Streaming delayed hot-standby slave (8892) configuration:
Configuration is almost the same as other slaves, just keep an eye on: postgresql.conf:
#...same configuration as the other slaves...
hot_standby_feedback = off   #not necessary cause the server is delayed

Script for delayed using recovery_target_time:
#!/bin/bash
 
HOME_PG=/opt/pg92beta
DATA_PG=$HOME_PG/data_streaming_delayed
DELAYED_DATE=$(date "+%Y-%m-%d %H:%M:%S %Z" --date="5 minutes ago")
RECOVERY_FILE_LOCATION=$DATA_PG/recovery.conf
RECOVERY_FILE_LOCATION_DONE=$DATA_PG/recovery.done
CONTROL_COMMAND=$HOME_PG/control_streaming_delayed.sh
PORT=8892
 
 
res=$($CONTROL_COMMAND stop)
 
if [ -f $RECOVERY_FILE_LOCATION_DONE ] ; then
 mv $RECOVERY_FILE_LOCATION_DONE $RECOVERY_FILE_LOCATION
fi
 
sed -i "s/.*recovery_target_time[ |\=].*/recovery_target_time =\'$DELAYED_DATE\'/g" $RECOVERY_FILE_LOCATION
 
#Taken from the doc:
# If this recovery target is not the desired stopping point,
# then shutdown the server, change the recovery target settings
# to a later target and restart to continue recovery.
res=$($CONTROL_COMMAND start)
control_streaming_delayed.sh is just a one line script (--mode=fast is required to stop queries when restarted):
su postgres -c "bin/pg_ctl -D data_streaming_delayed --mode=fast -l logfile_streaming_delayed $1"
This configuration has its cons:
The “delay” frame isn’t exact. Why? You need to cron the script - which has the recovery_target_time change- each x period of time. During that period of time, the delay will increase until you re-execute the script. So, if you have configured a “30 minutes ago” and your script is executed each 5 minutes, your delay will be between 30 and 35 minutes. The scripts executes a stop/start, which is necessary to load the new configuration. DO NOT RUN A RELOAD, because the slave will stop the recovery mode. Due this, you will need to have in mind if you want to make queries in that server.
But its advantages are:
You can query the server. You can just stop the refresh of the recovery_target_time for make your reports against that server. Due that the server replay is paused, you will experience more performance in your queries.

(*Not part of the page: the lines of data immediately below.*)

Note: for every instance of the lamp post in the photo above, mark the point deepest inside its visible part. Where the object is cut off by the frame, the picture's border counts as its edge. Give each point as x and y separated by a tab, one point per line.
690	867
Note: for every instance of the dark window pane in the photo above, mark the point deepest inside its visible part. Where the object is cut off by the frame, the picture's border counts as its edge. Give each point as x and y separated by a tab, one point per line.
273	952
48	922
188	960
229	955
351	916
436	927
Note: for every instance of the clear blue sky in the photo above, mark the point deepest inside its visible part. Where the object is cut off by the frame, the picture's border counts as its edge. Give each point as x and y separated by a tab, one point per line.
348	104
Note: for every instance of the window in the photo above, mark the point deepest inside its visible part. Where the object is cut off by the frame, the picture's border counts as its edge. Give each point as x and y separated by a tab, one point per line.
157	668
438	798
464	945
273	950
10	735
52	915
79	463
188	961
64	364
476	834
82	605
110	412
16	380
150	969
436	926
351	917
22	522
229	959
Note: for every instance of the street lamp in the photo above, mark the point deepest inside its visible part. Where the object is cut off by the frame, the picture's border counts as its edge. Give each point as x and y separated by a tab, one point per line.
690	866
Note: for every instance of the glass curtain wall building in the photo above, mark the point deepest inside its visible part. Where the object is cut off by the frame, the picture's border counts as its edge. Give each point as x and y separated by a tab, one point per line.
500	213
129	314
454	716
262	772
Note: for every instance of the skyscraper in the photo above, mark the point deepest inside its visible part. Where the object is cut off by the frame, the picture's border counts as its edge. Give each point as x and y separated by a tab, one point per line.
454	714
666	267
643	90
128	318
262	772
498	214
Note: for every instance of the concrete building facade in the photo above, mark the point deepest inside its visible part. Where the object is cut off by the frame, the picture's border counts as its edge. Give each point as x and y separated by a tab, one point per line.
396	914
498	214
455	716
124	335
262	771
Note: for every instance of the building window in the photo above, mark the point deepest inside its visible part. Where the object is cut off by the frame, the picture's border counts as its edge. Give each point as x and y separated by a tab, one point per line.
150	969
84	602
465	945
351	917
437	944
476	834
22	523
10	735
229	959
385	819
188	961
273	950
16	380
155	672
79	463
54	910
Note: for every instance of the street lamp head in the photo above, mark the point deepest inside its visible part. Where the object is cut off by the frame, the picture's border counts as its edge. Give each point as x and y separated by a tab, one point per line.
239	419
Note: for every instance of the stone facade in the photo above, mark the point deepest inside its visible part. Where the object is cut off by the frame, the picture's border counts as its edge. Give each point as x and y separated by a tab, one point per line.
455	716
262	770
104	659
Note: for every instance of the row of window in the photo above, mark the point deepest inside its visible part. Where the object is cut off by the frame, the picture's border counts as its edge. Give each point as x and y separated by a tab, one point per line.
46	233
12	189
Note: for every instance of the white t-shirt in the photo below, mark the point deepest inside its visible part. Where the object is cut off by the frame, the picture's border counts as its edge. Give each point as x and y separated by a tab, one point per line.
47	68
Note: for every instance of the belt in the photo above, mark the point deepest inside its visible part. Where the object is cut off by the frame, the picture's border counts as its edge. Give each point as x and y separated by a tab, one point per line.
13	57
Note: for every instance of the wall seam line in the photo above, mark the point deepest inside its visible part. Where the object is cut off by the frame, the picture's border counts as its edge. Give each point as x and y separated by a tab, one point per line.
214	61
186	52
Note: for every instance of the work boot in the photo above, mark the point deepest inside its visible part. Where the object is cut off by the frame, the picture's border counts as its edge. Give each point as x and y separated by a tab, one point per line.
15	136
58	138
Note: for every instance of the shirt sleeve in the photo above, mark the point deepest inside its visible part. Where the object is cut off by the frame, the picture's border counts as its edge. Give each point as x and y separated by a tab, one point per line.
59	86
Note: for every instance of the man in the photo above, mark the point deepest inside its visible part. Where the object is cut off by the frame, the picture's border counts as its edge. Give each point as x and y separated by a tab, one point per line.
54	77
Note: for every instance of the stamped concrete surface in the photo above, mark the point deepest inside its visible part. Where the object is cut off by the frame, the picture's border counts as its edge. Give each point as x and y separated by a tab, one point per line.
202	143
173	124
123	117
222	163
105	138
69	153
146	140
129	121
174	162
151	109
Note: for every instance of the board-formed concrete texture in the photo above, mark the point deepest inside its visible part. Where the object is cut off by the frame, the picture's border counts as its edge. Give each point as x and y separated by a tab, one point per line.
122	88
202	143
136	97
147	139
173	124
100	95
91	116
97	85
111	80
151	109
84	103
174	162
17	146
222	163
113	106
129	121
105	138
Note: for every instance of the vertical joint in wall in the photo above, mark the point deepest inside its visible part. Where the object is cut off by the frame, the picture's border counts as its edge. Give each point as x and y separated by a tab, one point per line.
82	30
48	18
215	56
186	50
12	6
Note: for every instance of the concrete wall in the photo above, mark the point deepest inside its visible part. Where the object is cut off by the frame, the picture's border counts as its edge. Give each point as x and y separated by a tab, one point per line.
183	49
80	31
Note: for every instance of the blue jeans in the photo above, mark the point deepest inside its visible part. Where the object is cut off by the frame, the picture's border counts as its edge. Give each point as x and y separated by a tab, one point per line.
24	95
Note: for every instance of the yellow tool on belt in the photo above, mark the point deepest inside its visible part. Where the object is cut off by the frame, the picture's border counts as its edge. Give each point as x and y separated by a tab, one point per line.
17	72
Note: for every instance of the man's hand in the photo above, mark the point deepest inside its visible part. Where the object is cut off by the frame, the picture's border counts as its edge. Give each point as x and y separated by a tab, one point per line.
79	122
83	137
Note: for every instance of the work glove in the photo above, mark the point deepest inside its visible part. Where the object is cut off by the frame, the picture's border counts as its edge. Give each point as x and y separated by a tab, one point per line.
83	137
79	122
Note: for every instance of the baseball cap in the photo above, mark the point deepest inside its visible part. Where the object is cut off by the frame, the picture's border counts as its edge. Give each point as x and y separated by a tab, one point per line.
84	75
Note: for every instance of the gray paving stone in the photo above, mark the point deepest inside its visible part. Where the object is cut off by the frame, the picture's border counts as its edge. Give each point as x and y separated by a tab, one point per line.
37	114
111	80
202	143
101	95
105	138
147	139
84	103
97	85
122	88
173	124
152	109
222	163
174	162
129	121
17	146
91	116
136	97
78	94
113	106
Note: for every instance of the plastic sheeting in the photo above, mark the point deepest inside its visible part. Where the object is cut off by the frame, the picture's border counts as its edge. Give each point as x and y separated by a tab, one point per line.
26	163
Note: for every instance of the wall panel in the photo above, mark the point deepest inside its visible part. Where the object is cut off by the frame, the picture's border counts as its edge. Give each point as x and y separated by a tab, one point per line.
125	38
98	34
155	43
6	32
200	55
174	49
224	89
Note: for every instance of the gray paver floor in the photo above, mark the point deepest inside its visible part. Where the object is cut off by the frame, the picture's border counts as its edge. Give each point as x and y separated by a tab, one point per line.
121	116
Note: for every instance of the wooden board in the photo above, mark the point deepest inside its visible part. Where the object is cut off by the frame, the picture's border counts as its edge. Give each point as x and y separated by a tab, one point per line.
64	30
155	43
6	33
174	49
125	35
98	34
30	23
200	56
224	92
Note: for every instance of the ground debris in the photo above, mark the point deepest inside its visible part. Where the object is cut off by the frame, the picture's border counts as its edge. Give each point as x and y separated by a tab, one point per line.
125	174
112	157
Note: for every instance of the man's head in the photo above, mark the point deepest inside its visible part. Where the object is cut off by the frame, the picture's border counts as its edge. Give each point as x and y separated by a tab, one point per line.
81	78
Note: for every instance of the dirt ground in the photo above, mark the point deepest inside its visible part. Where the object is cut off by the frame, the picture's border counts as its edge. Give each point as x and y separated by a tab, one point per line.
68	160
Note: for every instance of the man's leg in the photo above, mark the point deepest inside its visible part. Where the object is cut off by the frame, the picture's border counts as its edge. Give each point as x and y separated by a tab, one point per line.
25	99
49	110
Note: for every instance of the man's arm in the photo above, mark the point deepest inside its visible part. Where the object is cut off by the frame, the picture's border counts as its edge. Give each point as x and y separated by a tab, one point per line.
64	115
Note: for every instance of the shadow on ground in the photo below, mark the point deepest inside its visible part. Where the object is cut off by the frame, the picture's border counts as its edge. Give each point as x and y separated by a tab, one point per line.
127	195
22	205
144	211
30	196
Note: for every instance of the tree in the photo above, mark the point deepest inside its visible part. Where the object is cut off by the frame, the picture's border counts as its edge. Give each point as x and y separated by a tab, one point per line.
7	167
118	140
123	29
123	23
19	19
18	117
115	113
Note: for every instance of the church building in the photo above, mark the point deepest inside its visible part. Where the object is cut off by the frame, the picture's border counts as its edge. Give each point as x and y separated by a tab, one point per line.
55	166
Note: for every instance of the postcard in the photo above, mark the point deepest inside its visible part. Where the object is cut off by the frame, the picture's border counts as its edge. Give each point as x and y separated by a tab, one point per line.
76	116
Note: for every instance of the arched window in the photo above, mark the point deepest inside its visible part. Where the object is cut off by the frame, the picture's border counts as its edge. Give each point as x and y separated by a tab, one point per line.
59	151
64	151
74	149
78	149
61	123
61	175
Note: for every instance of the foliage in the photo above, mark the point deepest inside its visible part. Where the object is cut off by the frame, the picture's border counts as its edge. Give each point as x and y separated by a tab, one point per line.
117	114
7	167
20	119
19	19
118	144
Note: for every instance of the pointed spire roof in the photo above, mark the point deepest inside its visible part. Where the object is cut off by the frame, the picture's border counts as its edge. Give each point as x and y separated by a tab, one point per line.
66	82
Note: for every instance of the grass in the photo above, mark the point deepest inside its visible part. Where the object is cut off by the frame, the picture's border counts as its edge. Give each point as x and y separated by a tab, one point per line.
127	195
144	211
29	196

After every start, you will find something like:
LOG:  database system was shut down in recovery at 2012-07-04 11:14:39 UTC
LOG:  entering standby mode
LOG:  redo starts at 0/1E000020
LOG:  consistent recovery state reached at 0/1E010B48
LOG:  database system is ready to accept read only connections
LOG:  recovery stopping before commit of transaction 14024, time 2012-07-04 11:14:18.319328+00
LOG:  recovery has paused
HINT:  Execute pg_xlog_replay_resume() to continue.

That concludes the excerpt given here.